What Is A Canonical URL?

Date First Published: 8th August 2022

Topic: Web Design & Development

Subtopic: SEO

Article Type: Computer Terms & Definitions

Difficulty: Medium

Difficulty Level: 7/10

CONTENTS

How To Implement Canonical URLs?
Guidelines For Canonicalisation

Learn more about what a canonical URL is in this article.

A canonical URL is a HTML element used to tell search engines which URL is preferred when a single page is accessible by multiple URLs, such as the homepage being accessible by both ‘example.com’ and ‘example.com/index.html’. Without telling search engines the right canonical URL, search engines will automatically make the choice based on factors, such as HTTPS and page quality or they may consider both of them of equal importance, leading to duplicate content issues. Relying on search engines to automatically choose URLs as canonical is not recommended as they might select a URL that the owner of the website do not want to be canonical. The canonical link element was introduced in February 2009 by Google, Bing, and Yahoo.

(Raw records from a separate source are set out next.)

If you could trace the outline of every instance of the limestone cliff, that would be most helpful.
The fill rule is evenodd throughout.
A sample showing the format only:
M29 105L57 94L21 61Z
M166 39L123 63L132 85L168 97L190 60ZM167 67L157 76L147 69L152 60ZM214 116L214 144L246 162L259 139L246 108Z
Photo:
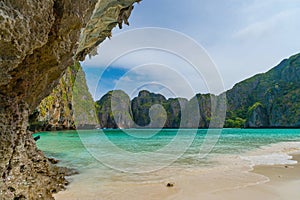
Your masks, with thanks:
M247 120L250 128L300 127L299 94L300 54L296 54L227 91L227 122Z
M110 36L137 0L0 2L0 199L52 199L64 172L38 151L28 113L75 59ZM93 53L93 52L92 52Z
M31 131L96 127L94 101L79 63L68 67L59 85L29 116L29 124Z
M112 91L110 92L112 93ZM283 60L278 66L266 73L255 75L237 83L226 91L227 116L225 127L230 128L273 128L300 127L300 54ZM126 95L126 94L124 94ZM182 98L166 99L163 95L140 91L131 101L127 96L126 109L136 123L126 123L124 127L144 128L208 128L222 124L220 116L212 116L212 102L222 100L222 95L197 94L191 100ZM104 97L106 97L105 95ZM150 108L156 104L163 112L152 116L152 121L163 122L158 126L150 120ZM113 113L109 98L97 102L101 127L117 128L112 120ZM215 105L221 105L216 103ZM198 108L198 109L195 109ZM216 110L216 112L219 112ZM220 113L220 112L219 112ZM166 119L164 119L166 117ZM212 120L214 119L214 120ZM216 124L211 124L211 122ZM151 124L152 122L152 124Z

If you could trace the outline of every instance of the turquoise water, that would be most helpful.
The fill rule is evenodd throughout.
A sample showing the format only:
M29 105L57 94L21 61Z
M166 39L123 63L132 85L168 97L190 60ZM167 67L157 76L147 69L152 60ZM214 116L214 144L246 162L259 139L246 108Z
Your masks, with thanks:
M211 137L217 143L212 142L213 148L210 149L208 156L199 159L200 149L207 143L205 138L210 134L207 133L207 130L186 129L180 130L180 133L178 130L166 129L128 131L57 131L35 135L41 136L37 145L48 157L59 159L61 166L75 168L79 171L93 168L107 169L107 166L121 170L123 168L128 170L130 167L132 169L146 168L151 160L153 161L151 167L158 165L210 166L216 164L209 159L214 156L241 155L274 143L300 141L300 129L216 130L217 134L212 134ZM180 135L179 141L172 144L171 142L178 135ZM171 144L170 147L164 149L169 144ZM187 146L187 149L181 148L182 146ZM184 152L182 152L183 149ZM123 156L123 153L126 153L127 156ZM148 153L153 153L154 157ZM162 157L162 160L159 160L159 157ZM149 161L149 159L151 160Z

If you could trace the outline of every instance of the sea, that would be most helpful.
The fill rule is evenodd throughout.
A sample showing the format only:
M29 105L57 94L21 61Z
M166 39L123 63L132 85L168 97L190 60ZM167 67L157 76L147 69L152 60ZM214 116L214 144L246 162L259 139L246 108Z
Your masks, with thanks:
M163 185L187 174L226 175L256 165L293 165L297 161L291 154L300 152L300 129L97 129L37 135L37 146L46 156L79 172L69 177L65 196L63 192L57 199L72 199L84 191L117 199L109 197L120 191L113 193L116 183L125 191L132 184ZM252 178L240 184L267 181ZM98 199L87 194L86 199Z

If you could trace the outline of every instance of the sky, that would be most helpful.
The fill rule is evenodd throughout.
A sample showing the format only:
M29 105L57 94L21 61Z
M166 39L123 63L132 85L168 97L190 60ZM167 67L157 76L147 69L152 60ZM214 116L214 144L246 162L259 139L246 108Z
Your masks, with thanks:
M143 0L82 63L89 90L218 94L299 53L299 13L300 0Z

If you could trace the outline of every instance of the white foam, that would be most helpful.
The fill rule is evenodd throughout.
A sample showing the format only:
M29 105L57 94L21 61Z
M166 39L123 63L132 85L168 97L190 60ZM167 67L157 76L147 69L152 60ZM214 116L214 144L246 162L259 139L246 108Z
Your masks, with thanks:
M293 165L297 164L289 154L299 153L300 142L281 142L264 146L254 152L248 152L241 159L255 165Z
M297 161L285 153L273 153L257 156L241 156L242 159L250 161L252 165L293 165Z

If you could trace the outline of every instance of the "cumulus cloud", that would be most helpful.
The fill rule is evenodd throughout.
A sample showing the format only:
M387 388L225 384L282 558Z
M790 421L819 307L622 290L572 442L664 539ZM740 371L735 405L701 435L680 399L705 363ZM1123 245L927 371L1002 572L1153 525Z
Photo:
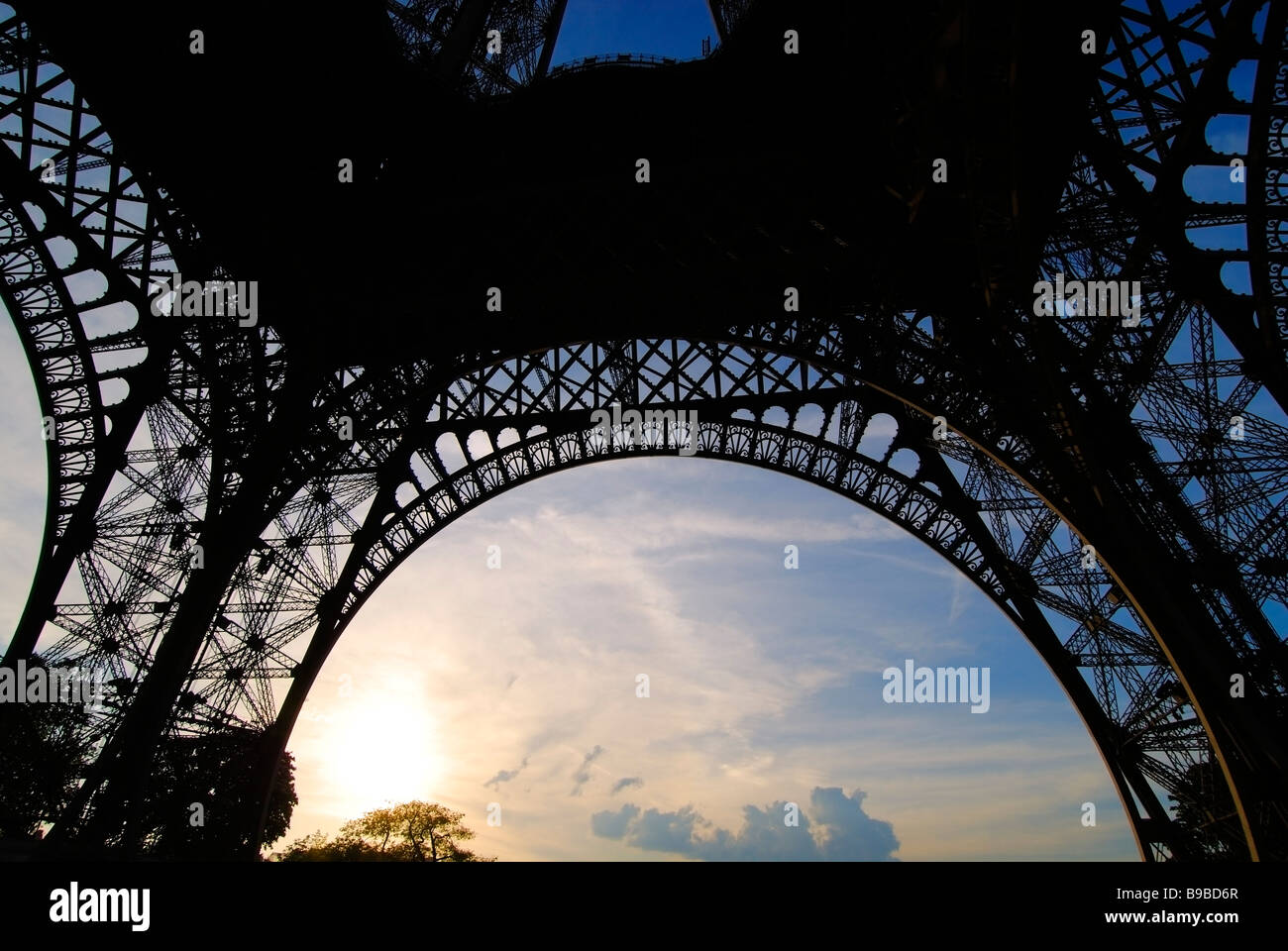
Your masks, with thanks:
M817 786L806 812L799 808L799 825L788 826L788 803L761 809L743 807L738 832L716 829L696 835L711 823L692 807L677 812L648 809L640 813L627 803L617 812L590 817L591 831L604 839L620 839L649 852L674 852L708 862L721 861L887 861L899 848L894 826L863 812L862 790L853 796L837 786ZM813 818L810 818L813 816Z
M596 812L590 817L590 831L601 839L621 839L631 821L640 814L638 805L627 803L617 812Z
M581 762L581 765L577 768L577 772L572 774L572 780L576 785L572 787L572 792L569 792L568 795L571 796L581 795L581 787L585 786L587 782L590 782L590 769L587 767L596 759L599 759L600 755L603 755L603 753L604 747L600 746L599 744L595 744L595 749L592 749L590 753L586 754L586 759Z
M518 769L501 769L501 771L498 771L496 776L493 776L491 780L488 780L487 782L483 783L483 787L487 789L488 786L492 786L493 789L501 789L501 783L502 782L509 782L510 780L513 780L514 777L516 777L519 773L522 773L524 771L524 768L527 765L528 765L528 758L524 756L523 762L519 763L519 768Z

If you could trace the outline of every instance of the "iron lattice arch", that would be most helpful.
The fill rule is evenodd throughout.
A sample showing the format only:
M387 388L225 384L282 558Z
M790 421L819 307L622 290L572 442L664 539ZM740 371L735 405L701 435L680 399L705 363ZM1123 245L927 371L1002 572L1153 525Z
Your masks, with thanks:
M721 41L755 27L757 4L712 6ZM542 79L562 12L389 5L406 61L461 101ZM975 35L1009 36L985 28L1005 10L961 15ZM1084 128L1033 246L1020 246L1009 133L989 125L1005 111L979 106L976 307L805 298L687 334L551 331L305 372L272 318L152 313L156 280L227 276L223 254L6 14L0 296L53 436L41 558L8 656L39 648L113 678L91 724L98 759L53 839L129 848L148 763L193 735L256 731L267 798L331 647L421 544L544 474L675 452L666 427L605 442L591 414L617 403L697 414L680 436L698 456L836 491L952 562L1070 696L1145 857L1283 857L1288 684L1267 608L1288 594L1285 10L1128 3L1099 15ZM522 40L501 62L492 28ZM1249 59L1257 80L1239 101L1230 76ZM987 63L966 64L967 110L1018 94ZM1229 168L1203 134L1222 115L1248 120L1247 184L1213 207L1185 182ZM1194 244L1231 224L1242 247ZM1231 262L1248 265L1251 293L1226 286ZM1034 314L1033 281L1057 272L1139 280L1140 323ZM1231 673L1245 702L1229 696Z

When the rel=“canonical” tag is added to the head of the HTML page, search engines will crawl the specified URL as canonical and all other URLs will be considered duplicates and crawled less frequently. It can only be seen by viewing the source code of a HTML page.

301 redirects can be used for deprecating a duplicate URL. These redirect traffic from one URL to another. (e.g. if a page is reachable by two URLs with and without the 'www' prefix 'https://www.example.com and 'https://example.com', the URLs without the 'www' prefix could be chosen as the canonical version and all URLs could be redirected to there. These two URLs would be viewed as completely different pages by search engines even though they have the same content, which is why it is important to stick to one version and redirect all URLs from that version to the other.

Note:

In CMSes, such as WordPress, canonical tags can be automatically added for users with plugins, such as Yoast SEO, making it easier for webmasters and reducing the chances of mistakes.

How To Implement Canonical URLs?

For HTML documents, the canonical link element can be added to the head of the document by this HTML element.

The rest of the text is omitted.